中川さんは、ガチャガチャの魅力は「コト消費」「トキ消費」「エモ消費」の3つを同時に楽しめる点にあると説明する。

「回す行為そのものが楽しいのがコト消費。何が出るかわからない、その場限りの瞬間を味わうのがトキ消費。そして友達と見せ合ったり、会話が盛り上がったりするのがエモ消費です。ガチャガチャは、この3つを同時に楽しめる稀有な体験なんです」

ガチャガチャは単におもちゃを買うだけではない。1店舗に600〜800面、大型店では2000面以上という豊富なラインナップを誇る店舗に足を踏み入れると、動物、食べ物、キャラクター、そしてちょっと変わり種までバランスよく配置されている。

顧客は「自分に刺さる商品がある」という期待感を持って巡る。この「宝探し」のような体験自体が、顧客の楽しみになっているのだろう。

(筆者撮影)

そして、売れ筋だけを並べるのではなく、店頭に幅広いジャンルが並ぶようバランスを調整しているという。

「もし売れるものだけに偏ってしまえば、ファンシーな商品ばかりになったり、キャラクター商品ばかりになったりして、楽しさが失われてしまいますから」

月に600〜700種類の新商品が登場し、人気商品は数週間で売り切れる。この「次に来たときにはもうないかもしれない」という一期一会のドキドキ感も顧客を惹きつける要素だ。

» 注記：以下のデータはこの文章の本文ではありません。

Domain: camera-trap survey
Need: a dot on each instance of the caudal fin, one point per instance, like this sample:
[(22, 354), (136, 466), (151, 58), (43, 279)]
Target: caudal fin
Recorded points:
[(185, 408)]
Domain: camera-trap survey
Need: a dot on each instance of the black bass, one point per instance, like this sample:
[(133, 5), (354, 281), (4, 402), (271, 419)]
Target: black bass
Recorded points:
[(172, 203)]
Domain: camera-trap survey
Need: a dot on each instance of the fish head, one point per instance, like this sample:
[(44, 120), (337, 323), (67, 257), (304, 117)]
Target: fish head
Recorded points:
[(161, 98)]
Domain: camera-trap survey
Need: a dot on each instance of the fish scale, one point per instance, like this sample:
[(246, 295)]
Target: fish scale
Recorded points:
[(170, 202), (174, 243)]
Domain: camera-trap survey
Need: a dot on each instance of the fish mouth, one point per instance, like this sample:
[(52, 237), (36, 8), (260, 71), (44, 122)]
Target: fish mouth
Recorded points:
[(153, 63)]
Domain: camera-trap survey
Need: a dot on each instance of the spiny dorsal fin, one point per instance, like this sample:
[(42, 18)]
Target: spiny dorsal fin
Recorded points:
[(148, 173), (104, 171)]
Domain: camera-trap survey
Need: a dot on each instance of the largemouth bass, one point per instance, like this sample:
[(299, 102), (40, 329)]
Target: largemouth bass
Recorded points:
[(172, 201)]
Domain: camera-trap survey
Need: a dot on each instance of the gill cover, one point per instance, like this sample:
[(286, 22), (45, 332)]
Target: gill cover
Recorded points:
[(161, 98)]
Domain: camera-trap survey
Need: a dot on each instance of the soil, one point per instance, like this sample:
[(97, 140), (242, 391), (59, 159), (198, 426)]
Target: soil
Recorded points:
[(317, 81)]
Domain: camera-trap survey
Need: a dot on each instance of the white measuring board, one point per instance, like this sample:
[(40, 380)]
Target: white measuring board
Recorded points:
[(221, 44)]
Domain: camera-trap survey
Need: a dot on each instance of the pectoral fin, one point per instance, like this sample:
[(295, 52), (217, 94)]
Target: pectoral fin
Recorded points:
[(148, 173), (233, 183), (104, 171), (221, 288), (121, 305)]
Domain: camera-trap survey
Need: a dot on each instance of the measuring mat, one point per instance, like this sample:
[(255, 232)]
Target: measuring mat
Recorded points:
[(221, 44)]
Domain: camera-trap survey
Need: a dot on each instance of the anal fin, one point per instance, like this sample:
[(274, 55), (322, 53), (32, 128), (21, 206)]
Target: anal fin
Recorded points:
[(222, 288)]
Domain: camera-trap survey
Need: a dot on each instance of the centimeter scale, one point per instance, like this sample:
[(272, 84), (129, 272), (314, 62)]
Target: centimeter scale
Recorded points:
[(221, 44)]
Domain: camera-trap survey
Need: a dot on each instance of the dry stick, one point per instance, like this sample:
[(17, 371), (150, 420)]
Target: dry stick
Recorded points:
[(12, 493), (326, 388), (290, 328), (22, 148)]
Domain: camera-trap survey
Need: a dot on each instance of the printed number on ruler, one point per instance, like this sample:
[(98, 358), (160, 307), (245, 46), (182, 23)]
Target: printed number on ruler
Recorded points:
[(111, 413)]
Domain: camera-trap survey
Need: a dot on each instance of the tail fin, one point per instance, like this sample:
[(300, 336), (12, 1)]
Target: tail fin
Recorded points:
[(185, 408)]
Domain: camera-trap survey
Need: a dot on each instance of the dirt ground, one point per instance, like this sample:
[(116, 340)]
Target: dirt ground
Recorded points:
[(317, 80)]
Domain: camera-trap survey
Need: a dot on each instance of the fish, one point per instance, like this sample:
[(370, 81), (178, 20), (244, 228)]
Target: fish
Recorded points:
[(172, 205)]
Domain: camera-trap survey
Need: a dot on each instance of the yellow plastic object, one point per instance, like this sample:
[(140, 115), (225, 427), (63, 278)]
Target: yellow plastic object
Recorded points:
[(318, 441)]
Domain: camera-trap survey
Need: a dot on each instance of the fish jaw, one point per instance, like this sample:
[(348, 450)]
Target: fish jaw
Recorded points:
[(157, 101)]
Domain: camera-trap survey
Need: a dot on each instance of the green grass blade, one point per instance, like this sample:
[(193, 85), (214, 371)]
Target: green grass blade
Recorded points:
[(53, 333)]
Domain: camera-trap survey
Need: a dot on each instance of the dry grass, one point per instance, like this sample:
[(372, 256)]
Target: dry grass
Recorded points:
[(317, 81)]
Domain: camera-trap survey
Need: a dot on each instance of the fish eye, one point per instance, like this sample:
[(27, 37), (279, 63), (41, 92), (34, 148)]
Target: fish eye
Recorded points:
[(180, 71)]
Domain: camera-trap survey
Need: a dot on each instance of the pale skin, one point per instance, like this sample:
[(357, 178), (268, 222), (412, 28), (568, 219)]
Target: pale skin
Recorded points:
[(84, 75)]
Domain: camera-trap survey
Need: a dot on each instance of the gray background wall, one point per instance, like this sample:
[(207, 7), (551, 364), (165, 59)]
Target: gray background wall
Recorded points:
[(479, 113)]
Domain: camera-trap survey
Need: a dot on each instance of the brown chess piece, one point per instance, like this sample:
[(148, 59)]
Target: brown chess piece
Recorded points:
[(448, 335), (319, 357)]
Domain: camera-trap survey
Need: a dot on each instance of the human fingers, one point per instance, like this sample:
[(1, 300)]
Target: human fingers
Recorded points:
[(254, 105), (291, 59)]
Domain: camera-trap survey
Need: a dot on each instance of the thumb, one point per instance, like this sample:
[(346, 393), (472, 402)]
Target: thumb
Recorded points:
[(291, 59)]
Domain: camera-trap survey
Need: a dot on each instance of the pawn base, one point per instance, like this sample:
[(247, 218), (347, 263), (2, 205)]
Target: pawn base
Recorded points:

「ガチャガチャの森」をきっかけに、メーカー側の商品開発も加速した。

「私たちからメーカーさんに『専門店を作るから、もっと商品を開発してほしい』とお願いしました。もともと、専門店を成立させるには商品数が足りなかったんです」

さらに、現在では価格帯も幅広くなっている。かつては200円の商品が主流だったが、いまは300円から500円が中心に。値段は上がったものの、その価格に見合う以上のクオリティを実現しているのが現在のカプセルトイだ。筆者が見た商品も、小さなフィギュアなのに細部まで作り込まれており「昔と違う!」と驚いた。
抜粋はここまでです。